But how long could they do it? Not forever. Intimations of mortality started dogging the show around 1986, with Pam's dream season. Dallasites took their soap seriously, and the plot twist played like a declaration of facetiousness. After that, the show became a kind of dinner-theater version of itself -- flaccid, repetitious, drowsier than the Texas economy -- and receded discreetly into the haze of Has-Been. Even the ebullient Hagman had trouble keeping track of J.R.'s misdeeds: "I really can't remember half of the people I've slept with, stabbed in the back or driven to suicide." And why shouldn't the cast members be happy to take the money and trudge? "I'm never gonna get another job that pays this much," says Hagman, who serves as co-executive producer with Dallas mastermind Leonard Katzman. "Hell, I make as much as Jack Nicholson!"

J.R. has made -- and lost -- as much as Midas and Michael Milken put together. But finally J.R. has mellowed into a mood of valedictory twilight. Like the show he anchored, the aging Texan is again in fine form.

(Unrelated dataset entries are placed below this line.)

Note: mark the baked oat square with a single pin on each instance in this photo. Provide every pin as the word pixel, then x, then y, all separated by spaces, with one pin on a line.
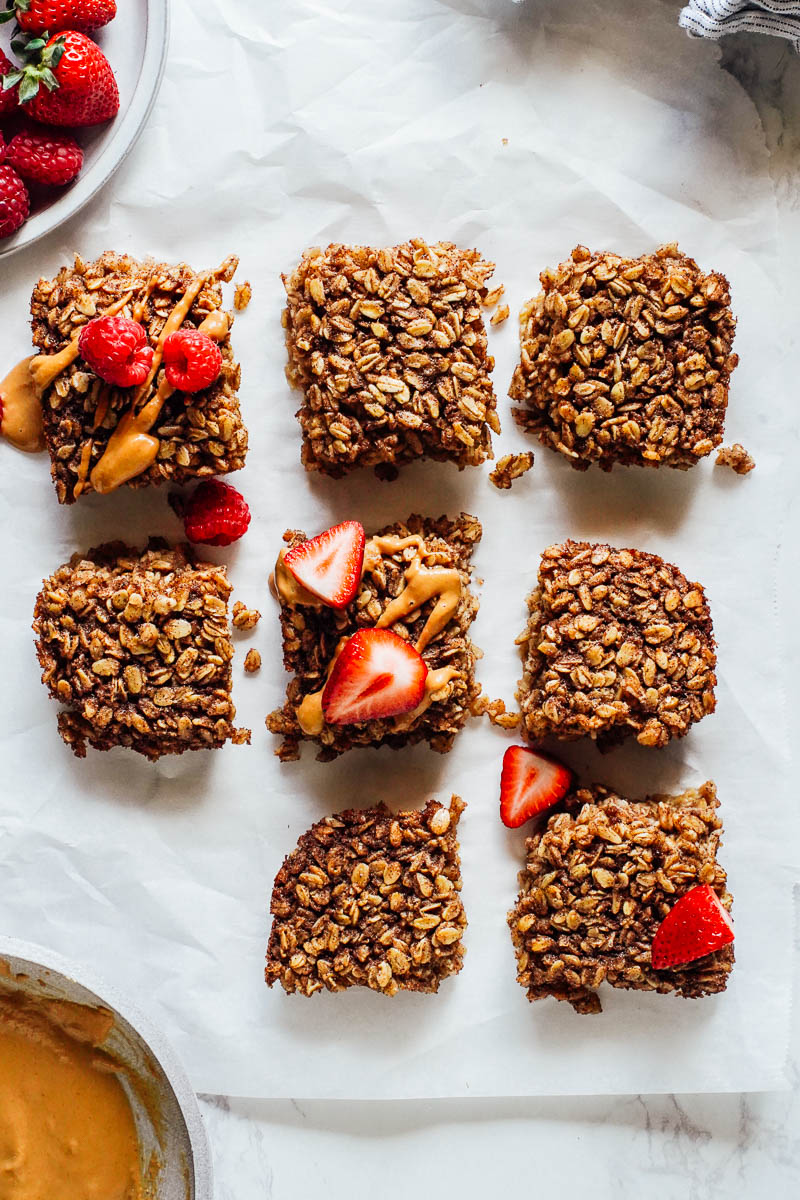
pixel 137 646
pixel 389 348
pixel 312 633
pixel 199 435
pixel 370 899
pixel 618 643
pixel 599 881
pixel 626 360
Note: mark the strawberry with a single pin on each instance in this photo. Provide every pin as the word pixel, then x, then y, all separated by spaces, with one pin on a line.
pixel 54 16
pixel 330 564
pixel 66 81
pixel 14 203
pixel 46 157
pixel 376 676
pixel 529 784
pixel 8 99
pixel 697 925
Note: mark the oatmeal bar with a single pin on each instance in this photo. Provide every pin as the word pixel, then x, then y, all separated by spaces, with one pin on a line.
pixel 618 643
pixel 432 557
pixel 196 436
pixel 389 348
pixel 599 881
pixel 626 359
pixel 137 646
pixel 370 899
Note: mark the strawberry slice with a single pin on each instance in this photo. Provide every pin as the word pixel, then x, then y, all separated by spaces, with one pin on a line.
pixel 697 925
pixel 330 564
pixel 377 675
pixel 529 784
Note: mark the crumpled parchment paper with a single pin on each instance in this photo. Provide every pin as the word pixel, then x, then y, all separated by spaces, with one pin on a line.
pixel 521 131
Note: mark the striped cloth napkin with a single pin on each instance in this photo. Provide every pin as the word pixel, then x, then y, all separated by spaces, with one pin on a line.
pixel 713 18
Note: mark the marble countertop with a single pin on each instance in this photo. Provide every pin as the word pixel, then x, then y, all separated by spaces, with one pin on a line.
pixel 674 1147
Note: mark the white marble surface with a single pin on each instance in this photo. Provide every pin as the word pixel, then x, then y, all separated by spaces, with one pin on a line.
pixel 671 1147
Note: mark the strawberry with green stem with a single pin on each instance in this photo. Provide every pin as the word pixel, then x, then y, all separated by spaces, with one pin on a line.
pixel 55 16
pixel 65 79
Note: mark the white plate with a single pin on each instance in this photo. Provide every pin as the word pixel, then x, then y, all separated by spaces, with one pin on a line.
pixel 136 45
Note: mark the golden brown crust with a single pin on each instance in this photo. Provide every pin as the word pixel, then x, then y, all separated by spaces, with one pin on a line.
pixel 389 347
pixel 200 435
pixel 370 899
pixel 626 360
pixel 138 648
pixel 618 643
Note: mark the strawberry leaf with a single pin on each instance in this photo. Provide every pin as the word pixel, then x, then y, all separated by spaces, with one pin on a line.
pixel 28 88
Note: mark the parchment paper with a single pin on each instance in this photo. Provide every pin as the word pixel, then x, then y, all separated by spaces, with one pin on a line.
pixel 522 131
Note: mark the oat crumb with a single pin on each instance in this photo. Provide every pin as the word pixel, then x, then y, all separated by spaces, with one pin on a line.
pixel 493 297
pixel 245 617
pixel 242 295
pixel 735 457
pixel 252 661
pixel 495 711
pixel 510 467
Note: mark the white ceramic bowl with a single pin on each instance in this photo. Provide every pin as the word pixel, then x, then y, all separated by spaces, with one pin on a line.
pixel 136 45
pixel 134 1042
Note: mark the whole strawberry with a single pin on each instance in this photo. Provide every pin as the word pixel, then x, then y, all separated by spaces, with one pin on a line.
pixel 8 101
pixel 67 81
pixel 14 204
pixel 54 16
pixel 46 157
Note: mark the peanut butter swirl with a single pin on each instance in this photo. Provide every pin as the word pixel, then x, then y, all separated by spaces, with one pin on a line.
pixel 422 583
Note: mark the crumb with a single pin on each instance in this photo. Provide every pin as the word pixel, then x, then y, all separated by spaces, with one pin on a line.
pixel 497 713
pixel 242 295
pixel 735 457
pixel 510 467
pixel 244 617
pixel 252 661
pixel 492 298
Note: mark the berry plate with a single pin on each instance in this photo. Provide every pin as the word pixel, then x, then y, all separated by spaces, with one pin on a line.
pixel 136 45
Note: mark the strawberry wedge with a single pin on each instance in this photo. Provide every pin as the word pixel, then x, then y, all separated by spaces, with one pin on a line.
pixel 529 784
pixel 697 925
pixel 330 564
pixel 376 676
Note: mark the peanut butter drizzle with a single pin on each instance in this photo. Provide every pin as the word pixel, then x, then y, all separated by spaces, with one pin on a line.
pixel 20 421
pixel 422 583
pixel 132 449
pixel 66 1125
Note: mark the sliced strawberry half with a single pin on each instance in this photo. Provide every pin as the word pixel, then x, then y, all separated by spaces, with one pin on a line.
pixel 376 676
pixel 529 784
pixel 697 925
pixel 330 564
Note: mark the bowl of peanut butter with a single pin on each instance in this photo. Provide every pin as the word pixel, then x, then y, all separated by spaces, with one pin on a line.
pixel 92 1099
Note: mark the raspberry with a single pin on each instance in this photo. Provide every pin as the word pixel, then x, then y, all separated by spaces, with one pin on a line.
pixel 116 349
pixel 216 514
pixel 14 203
pixel 192 361
pixel 44 157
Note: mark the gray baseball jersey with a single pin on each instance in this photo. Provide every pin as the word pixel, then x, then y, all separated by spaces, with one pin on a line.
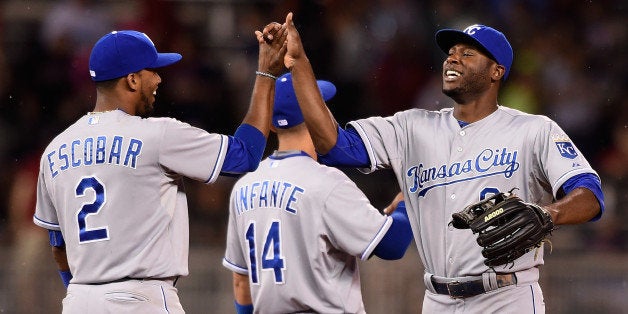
pixel 442 168
pixel 112 183
pixel 296 228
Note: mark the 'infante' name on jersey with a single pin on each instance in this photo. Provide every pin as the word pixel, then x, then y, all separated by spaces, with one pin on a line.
pixel 93 151
pixel 267 194
pixel 488 162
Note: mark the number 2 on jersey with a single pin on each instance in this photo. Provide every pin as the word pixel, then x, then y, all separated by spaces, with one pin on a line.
pixel 271 254
pixel 86 234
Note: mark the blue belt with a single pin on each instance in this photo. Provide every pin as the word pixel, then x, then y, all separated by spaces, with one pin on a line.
pixel 461 290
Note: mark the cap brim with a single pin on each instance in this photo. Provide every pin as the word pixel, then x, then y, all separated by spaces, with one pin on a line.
pixel 447 38
pixel 165 59
pixel 328 90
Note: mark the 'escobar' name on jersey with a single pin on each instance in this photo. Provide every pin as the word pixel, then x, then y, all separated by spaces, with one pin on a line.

He might have been speaking of Dallas when, in a recent episode, he mourned, "The world I know is disappearin' real fast." But it was left to his stalwart brother to put the series in perspective. "J.R.," Bobby said, "you and I have spent our entire lives tryin' to win Daddy's approval by fightin' with one another. Neither one of us givin' up until we were sure we were his favorite. Well, I've given up the fight. You are Daddy's son. The oil business is all yours, big brother. You've earned the right to Daddy's throne."

In the royal family of American melodrama, Dallas is Daddy on the throne.